Last month a gay pride parade called the Dyke March became national news after organizers ejected three people carrying rainbow flags with the star of David on them. Now the reporter who broke that story has been demoted to working in the sales office. From the Times of Israel:
Gretchen Rachel Hammond, an award-winning reporter for the Windy City Times, a Chicago LGBT newspaper, has been moved full-time to the paper’s sales desk as of Monday. Hammond was the first to report that three women were kicked out of the Chicago Dyke March, an LGBT parade on June 24, for carrying rainbow flags emblazoned with Jewish stars.
Hammond confirmed that she is no longer reporting for the paper, but declined to say whether she was moved because of her coverage of the Dyke March.

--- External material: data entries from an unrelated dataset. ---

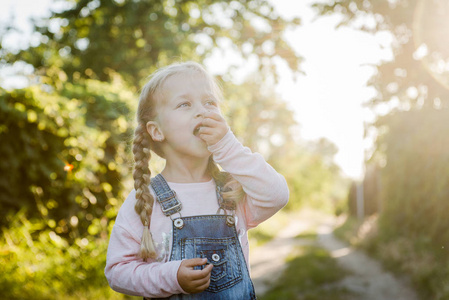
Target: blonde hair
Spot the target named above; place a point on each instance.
(142, 144)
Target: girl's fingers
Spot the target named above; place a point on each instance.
(206, 131)
(213, 115)
(209, 122)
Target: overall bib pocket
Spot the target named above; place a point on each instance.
(222, 253)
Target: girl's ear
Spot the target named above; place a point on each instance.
(155, 132)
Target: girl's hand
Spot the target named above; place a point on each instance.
(214, 128)
(194, 281)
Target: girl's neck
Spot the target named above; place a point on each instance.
(186, 172)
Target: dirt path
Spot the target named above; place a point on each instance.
(367, 279)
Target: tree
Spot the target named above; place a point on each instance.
(90, 37)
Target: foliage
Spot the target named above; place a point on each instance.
(415, 182)
(88, 38)
(263, 122)
(39, 264)
(84, 126)
(65, 137)
(412, 138)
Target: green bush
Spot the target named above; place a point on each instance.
(39, 264)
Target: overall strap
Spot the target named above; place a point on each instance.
(224, 204)
(165, 196)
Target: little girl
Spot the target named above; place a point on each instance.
(183, 233)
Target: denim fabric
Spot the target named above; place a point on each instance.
(212, 238)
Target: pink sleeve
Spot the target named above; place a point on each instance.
(130, 275)
(266, 190)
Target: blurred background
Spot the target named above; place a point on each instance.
(347, 99)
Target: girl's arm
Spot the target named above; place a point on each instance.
(130, 275)
(266, 190)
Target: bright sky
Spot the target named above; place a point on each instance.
(328, 99)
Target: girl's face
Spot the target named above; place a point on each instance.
(180, 106)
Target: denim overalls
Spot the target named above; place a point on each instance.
(213, 237)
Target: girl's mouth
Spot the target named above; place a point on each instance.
(197, 130)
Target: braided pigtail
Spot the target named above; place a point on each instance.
(232, 189)
(142, 177)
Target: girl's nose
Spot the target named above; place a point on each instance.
(201, 111)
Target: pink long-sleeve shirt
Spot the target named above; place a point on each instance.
(266, 193)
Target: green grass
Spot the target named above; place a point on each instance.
(311, 274)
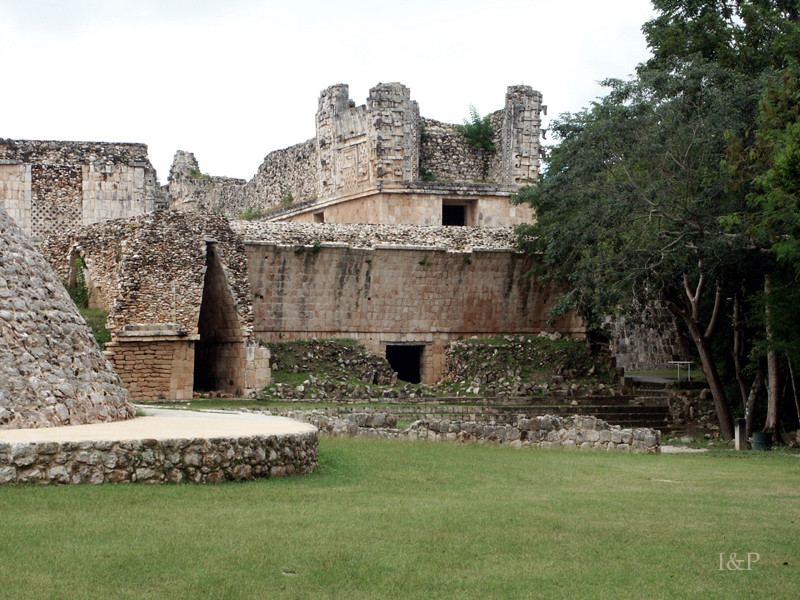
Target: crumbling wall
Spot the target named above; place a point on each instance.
(189, 189)
(648, 342)
(52, 188)
(152, 267)
(445, 155)
(51, 371)
(360, 151)
(426, 293)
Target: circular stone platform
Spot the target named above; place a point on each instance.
(164, 446)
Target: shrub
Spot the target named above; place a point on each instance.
(477, 131)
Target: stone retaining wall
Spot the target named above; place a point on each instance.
(159, 461)
(589, 433)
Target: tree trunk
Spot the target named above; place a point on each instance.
(794, 388)
(737, 348)
(715, 383)
(773, 390)
(689, 310)
(751, 402)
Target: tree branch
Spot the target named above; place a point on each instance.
(712, 324)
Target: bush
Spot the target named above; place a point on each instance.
(477, 131)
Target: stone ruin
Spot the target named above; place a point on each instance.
(180, 307)
(52, 372)
(382, 163)
(355, 238)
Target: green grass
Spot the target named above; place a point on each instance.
(419, 520)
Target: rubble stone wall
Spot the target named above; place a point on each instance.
(445, 155)
(51, 371)
(151, 268)
(396, 295)
(52, 188)
(154, 369)
(547, 431)
(159, 461)
(361, 150)
(649, 344)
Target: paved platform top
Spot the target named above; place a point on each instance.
(163, 424)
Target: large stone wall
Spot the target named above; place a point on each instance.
(650, 342)
(159, 461)
(445, 155)
(151, 269)
(188, 189)
(384, 145)
(180, 309)
(52, 188)
(395, 294)
(51, 371)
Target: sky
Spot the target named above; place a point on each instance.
(234, 80)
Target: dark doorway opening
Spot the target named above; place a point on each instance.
(218, 352)
(406, 360)
(454, 214)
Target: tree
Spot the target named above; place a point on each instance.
(634, 206)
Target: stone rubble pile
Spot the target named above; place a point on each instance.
(463, 239)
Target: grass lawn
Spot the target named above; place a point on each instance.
(420, 520)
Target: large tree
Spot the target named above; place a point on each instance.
(633, 204)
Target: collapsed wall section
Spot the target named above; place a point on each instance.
(52, 188)
(51, 371)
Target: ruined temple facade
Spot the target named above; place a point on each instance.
(382, 163)
(180, 308)
(51, 188)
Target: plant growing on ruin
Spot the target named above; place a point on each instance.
(251, 213)
(426, 175)
(195, 173)
(477, 131)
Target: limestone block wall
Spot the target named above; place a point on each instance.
(587, 433)
(151, 268)
(190, 190)
(53, 187)
(359, 151)
(51, 371)
(16, 191)
(159, 461)
(647, 344)
(445, 155)
(396, 295)
(154, 368)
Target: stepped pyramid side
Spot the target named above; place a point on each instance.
(52, 372)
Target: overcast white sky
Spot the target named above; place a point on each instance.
(233, 80)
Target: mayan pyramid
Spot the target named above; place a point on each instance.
(52, 371)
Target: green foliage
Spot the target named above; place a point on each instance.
(426, 175)
(78, 291)
(252, 212)
(195, 173)
(477, 130)
(674, 188)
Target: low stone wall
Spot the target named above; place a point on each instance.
(197, 460)
(544, 432)
(547, 431)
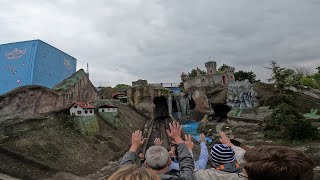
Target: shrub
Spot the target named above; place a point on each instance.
(302, 130)
(309, 81)
(295, 126)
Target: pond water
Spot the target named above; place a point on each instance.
(190, 127)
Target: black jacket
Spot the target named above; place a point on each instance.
(186, 164)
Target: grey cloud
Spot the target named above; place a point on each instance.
(124, 40)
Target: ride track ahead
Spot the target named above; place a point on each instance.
(157, 129)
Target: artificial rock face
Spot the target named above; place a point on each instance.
(241, 95)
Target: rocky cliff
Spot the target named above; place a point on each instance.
(33, 102)
(141, 97)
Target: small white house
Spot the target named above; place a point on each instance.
(107, 108)
(82, 109)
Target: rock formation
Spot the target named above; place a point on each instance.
(32, 102)
(241, 95)
(141, 96)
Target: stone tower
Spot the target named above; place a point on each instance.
(183, 77)
(211, 67)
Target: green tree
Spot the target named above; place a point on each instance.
(317, 77)
(223, 66)
(121, 87)
(286, 121)
(279, 75)
(242, 75)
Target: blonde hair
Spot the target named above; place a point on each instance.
(133, 172)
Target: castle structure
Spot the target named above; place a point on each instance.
(211, 78)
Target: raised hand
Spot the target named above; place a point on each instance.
(202, 138)
(224, 139)
(175, 132)
(136, 141)
(158, 142)
(188, 142)
(172, 152)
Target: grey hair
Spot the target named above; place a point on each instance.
(157, 157)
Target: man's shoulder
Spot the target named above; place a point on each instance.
(173, 177)
(215, 174)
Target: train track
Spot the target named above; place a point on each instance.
(157, 129)
(17, 165)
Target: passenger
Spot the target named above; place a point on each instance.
(277, 163)
(157, 157)
(203, 157)
(226, 159)
(133, 172)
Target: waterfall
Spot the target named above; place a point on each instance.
(170, 104)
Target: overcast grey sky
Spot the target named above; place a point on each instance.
(126, 40)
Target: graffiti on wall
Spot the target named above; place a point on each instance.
(19, 82)
(242, 95)
(11, 69)
(67, 64)
(15, 54)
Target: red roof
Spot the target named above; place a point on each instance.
(107, 106)
(84, 105)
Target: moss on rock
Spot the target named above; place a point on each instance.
(86, 125)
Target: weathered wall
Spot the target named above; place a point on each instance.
(29, 102)
(307, 91)
(141, 98)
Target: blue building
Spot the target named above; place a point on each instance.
(33, 63)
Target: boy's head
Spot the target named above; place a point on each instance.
(222, 154)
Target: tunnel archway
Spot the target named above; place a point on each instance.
(161, 107)
(221, 110)
(192, 104)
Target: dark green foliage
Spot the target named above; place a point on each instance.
(309, 81)
(288, 122)
(279, 98)
(302, 130)
(317, 77)
(242, 75)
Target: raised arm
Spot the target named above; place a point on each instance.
(186, 163)
(136, 141)
(203, 157)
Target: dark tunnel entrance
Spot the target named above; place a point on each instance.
(161, 110)
(221, 111)
(192, 104)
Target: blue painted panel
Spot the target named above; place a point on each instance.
(16, 61)
(52, 65)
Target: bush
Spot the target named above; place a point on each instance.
(295, 126)
(309, 81)
(277, 99)
(302, 130)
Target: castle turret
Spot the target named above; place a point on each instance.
(183, 77)
(229, 71)
(211, 67)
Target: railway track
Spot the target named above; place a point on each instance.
(157, 129)
(19, 166)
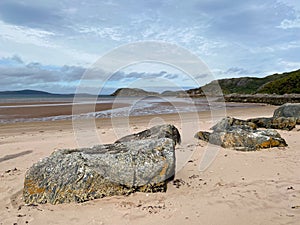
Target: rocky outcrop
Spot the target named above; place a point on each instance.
(288, 110)
(241, 135)
(243, 138)
(228, 122)
(283, 123)
(114, 169)
(156, 132)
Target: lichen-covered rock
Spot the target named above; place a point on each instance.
(228, 122)
(288, 110)
(243, 139)
(159, 131)
(283, 123)
(116, 169)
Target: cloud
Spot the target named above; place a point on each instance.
(33, 75)
(31, 15)
(25, 35)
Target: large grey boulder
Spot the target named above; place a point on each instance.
(243, 138)
(115, 169)
(283, 123)
(228, 122)
(288, 110)
(156, 132)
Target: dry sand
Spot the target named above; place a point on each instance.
(261, 187)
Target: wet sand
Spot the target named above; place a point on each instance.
(261, 187)
(34, 110)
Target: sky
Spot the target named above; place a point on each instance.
(48, 45)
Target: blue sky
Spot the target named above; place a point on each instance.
(48, 45)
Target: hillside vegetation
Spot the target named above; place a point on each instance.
(285, 83)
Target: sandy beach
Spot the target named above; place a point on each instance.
(261, 187)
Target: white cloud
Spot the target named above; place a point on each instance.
(289, 65)
(290, 24)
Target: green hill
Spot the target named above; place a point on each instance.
(285, 83)
(288, 84)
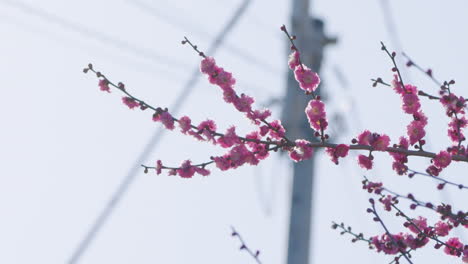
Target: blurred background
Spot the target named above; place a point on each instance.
(66, 146)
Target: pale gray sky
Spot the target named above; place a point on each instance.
(66, 145)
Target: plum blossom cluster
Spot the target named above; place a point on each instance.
(270, 135)
(419, 232)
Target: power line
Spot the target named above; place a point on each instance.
(390, 25)
(47, 35)
(240, 53)
(155, 139)
(90, 33)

The story makes clear that this shift is not a temporary move. Hammond is done as a reporter at the Windy City Times. Hammond told the Times of Israel, “I’m still a part of the company, and it’s my only source of income. To keep what job I have, I can’t comment on it.” So it sounds as if, in addition to being demoted, Hammond has been told to remain silent. And if you think about it, that’s apparently what the paper wanted from her all along, i.e. to hush up the questionable decision of the organizers.

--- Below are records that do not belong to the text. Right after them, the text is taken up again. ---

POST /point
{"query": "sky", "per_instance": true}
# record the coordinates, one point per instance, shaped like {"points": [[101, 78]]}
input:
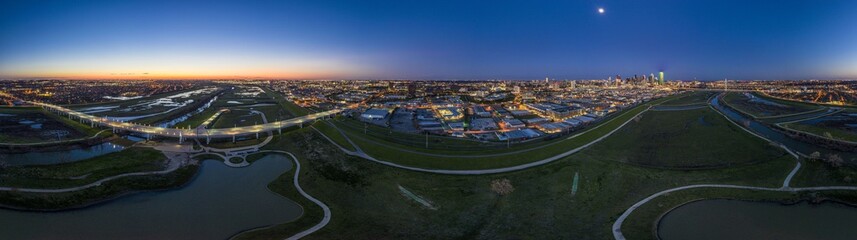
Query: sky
{"points": [[367, 39]]}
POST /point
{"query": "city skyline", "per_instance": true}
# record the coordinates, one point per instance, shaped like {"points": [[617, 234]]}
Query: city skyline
{"points": [[704, 40]]}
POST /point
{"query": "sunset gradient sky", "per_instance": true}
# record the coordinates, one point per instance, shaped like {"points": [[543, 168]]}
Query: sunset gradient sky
{"points": [[705, 39]]}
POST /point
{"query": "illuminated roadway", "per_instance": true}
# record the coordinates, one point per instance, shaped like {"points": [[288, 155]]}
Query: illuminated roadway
{"points": [[186, 133]]}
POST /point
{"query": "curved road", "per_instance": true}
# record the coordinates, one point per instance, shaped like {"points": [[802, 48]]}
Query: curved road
{"points": [[617, 225], [360, 153], [173, 164], [324, 207], [493, 154]]}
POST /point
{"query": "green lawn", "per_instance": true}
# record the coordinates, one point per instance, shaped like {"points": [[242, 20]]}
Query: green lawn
{"points": [[695, 97], [831, 132], [197, 119], [291, 107], [85, 171], [334, 135], [367, 204], [237, 118], [381, 150], [778, 108], [688, 139], [13, 132]]}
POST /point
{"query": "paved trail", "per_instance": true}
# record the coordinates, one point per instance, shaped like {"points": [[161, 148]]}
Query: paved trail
{"points": [[617, 225], [360, 153], [327, 213]]}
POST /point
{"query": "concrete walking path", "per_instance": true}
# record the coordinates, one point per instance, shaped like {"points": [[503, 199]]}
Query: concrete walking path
{"points": [[617, 225], [360, 153], [327, 214]]}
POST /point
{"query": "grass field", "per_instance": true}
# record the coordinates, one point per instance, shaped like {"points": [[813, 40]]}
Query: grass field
{"points": [[766, 107], [696, 97], [148, 105], [838, 126], [291, 107], [383, 151], [688, 139], [85, 171], [367, 203], [237, 118], [334, 135], [17, 126]]}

The paper itself initially updated the story with a statement from the organizers. Two days later, in response to the story being reported around the country, the organizers submitted another defensive statement which is nearly as long as the original article. A sample:
Chicago Dyke March Collective is a grassroots mobilization and celebration of dyke, queer, bisexual, and transgender resilience. Our priority is to ensure a safer space for those who are most marginalized. We welcome and include people of all identities, but not all ideologies. We believe in creating a space free from oppression, and that involves rejecting racist ideologies that support state violence. We welcome the support we have received from Jewish allies and marchers who are as invested in liberation as we are.
According to one of the women who was ejected, organizers approached her and claimed the flag was triggering people and making them feel unsafe:
I knew the March was a politically fraught atmosphere, so I went in very carefully. I ignored people side-eyeing me. I stayed away from Palestinian flags and Palestinian chants. I actively walked away from people who directly tried to instigate conflict. I thought maybe if I played by their rules, I could just be Jewish in public.

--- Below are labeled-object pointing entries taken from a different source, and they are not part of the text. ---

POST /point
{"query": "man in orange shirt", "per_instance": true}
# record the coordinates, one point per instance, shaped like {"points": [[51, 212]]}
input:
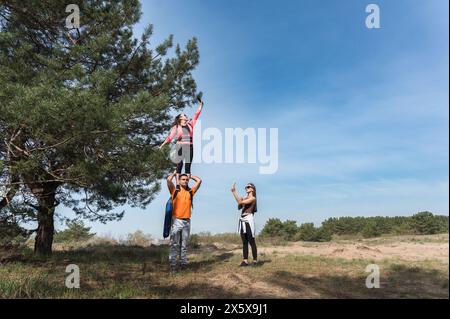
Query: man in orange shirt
{"points": [[181, 217]]}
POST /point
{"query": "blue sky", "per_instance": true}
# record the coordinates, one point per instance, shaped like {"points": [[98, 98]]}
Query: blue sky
{"points": [[362, 114]]}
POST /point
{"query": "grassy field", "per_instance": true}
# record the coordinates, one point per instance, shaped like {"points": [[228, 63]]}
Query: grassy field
{"points": [[290, 270]]}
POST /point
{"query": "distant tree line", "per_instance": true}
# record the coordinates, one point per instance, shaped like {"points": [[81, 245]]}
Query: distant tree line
{"points": [[423, 223]]}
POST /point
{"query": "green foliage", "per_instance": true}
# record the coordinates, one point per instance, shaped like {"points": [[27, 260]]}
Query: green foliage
{"points": [[371, 229], [83, 110], [75, 231], [273, 228], [12, 234], [138, 238], [194, 241]]}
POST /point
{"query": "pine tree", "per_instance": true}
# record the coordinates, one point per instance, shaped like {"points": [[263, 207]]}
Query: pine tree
{"points": [[82, 109]]}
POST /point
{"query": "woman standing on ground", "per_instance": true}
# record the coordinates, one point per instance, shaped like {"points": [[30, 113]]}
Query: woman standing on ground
{"points": [[246, 221]]}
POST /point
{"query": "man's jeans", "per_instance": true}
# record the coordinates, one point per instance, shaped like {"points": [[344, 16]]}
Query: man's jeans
{"points": [[179, 236]]}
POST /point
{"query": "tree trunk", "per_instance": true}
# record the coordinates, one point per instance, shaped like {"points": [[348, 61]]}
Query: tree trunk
{"points": [[46, 209]]}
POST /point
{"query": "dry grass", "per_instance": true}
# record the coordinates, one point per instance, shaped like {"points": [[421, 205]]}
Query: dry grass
{"points": [[112, 271]]}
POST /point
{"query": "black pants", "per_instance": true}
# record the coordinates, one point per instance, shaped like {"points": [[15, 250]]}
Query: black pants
{"points": [[247, 238], [185, 154]]}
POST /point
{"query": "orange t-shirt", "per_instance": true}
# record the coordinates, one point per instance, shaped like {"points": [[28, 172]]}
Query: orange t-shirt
{"points": [[182, 203]]}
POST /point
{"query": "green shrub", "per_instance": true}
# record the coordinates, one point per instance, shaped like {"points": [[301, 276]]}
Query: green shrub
{"points": [[425, 223]]}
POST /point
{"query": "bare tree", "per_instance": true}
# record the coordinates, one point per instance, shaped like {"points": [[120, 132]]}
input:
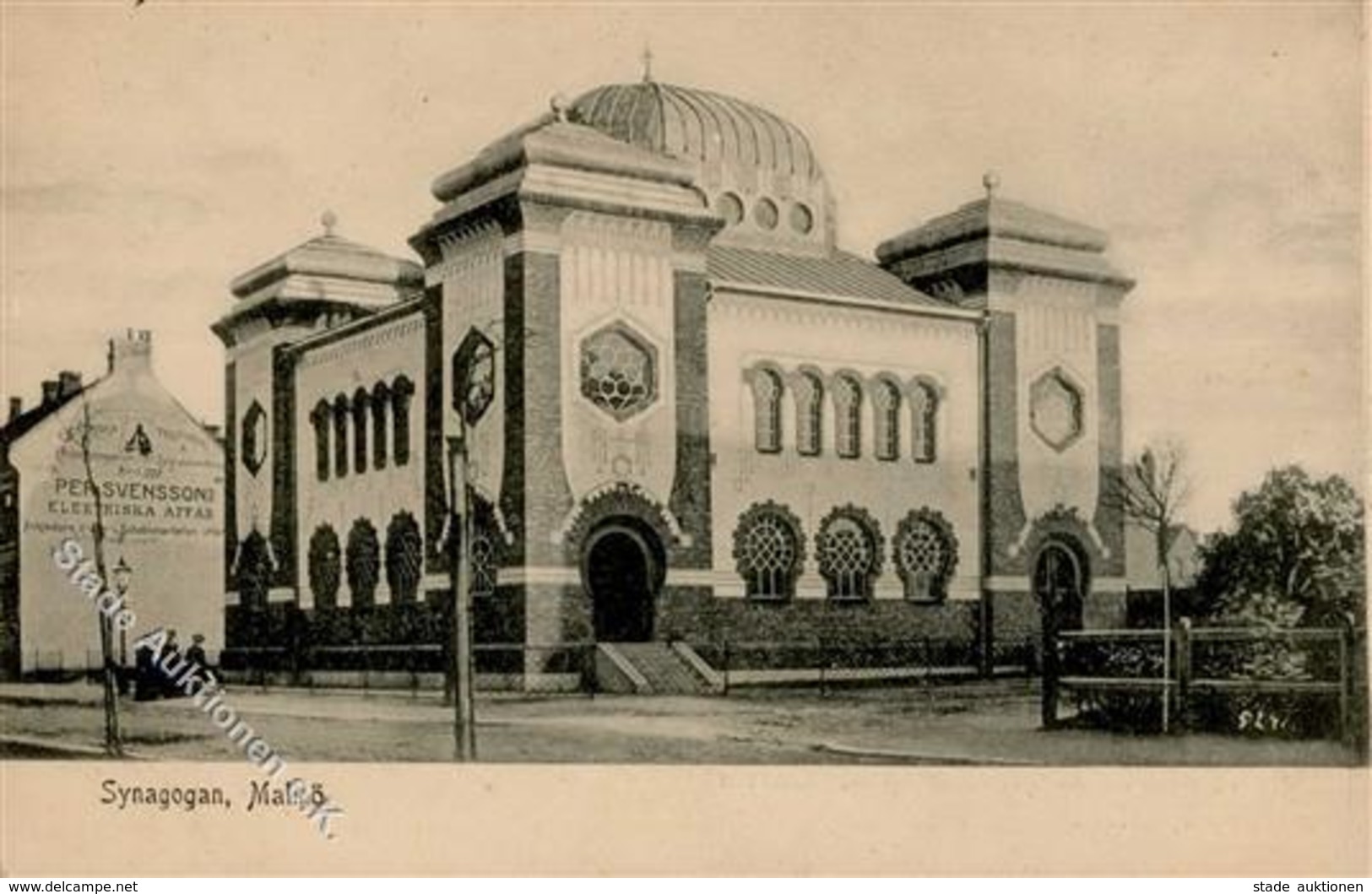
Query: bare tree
{"points": [[1150, 491], [113, 742]]}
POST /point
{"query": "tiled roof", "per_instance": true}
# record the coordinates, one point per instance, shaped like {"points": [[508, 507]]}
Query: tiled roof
{"points": [[995, 219], [838, 274], [24, 423]]}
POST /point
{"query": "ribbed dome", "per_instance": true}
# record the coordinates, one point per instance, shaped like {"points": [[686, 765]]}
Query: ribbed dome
{"points": [[696, 123], [756, 171]]}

No such luck. During the picnic in the park, organizers in their official t-shirts began whispering and pointing at me and soon, a delegation came over, announcing they’d been sent by the organizers. They told me my choices were to roll up my Jewish Pride flag or leave. The Star of David makes it look too much like the Israeli flag, they said, and it triggers people and makes them feel unsafe. This was their complaint…
I was thrown out of Dyke March for being Jewish.
In response to the story, a staff editor for the NY Times opinion page wrote a piece critiquing the intersectionality that is responsible for the left’s new “caste system”:
Intersectionality is the big idea of today’s progressive left. In theory, it’s the benign notion that every form of social oppression is linked to every other social oppression. This observation — coined in 1989 by Kimberlé Williams Crenshaw — sounds like just another way of rephrasing a slogan from a poster I had in college: My liberation is bound up with yours. That is, the fight for women’s rights is tied up with the fight for gay rights and civil rights and so forth. Who would dissent from the seductive notion of a global sisterhood?
Well, in practice, intersectionality functions as kind of caste system, in which people are judged according to how much their particular caste has suffered throughout history. Victimhood, in the intersectional way of seeing the world, is akin to sainthood; power and privilege are profane…
Because though intersectionality cloaks itself in the garb of humanism, it takes a Manichaean view of life in which there can only be oppressors and oppressed. To be a Jewish dyke, let alone one who deigns to support Israel, is a categorical impossibility, oppressor and oppressed in the same person.
She concludes that what happened at the pride march, “was no more and no less than anti-Semitism.” Given that even the NY Times is weighing in against the behavior of the organizers, it’s not hard to imagine what motivated the Windy City Times to demote its own reporter to the sales desk.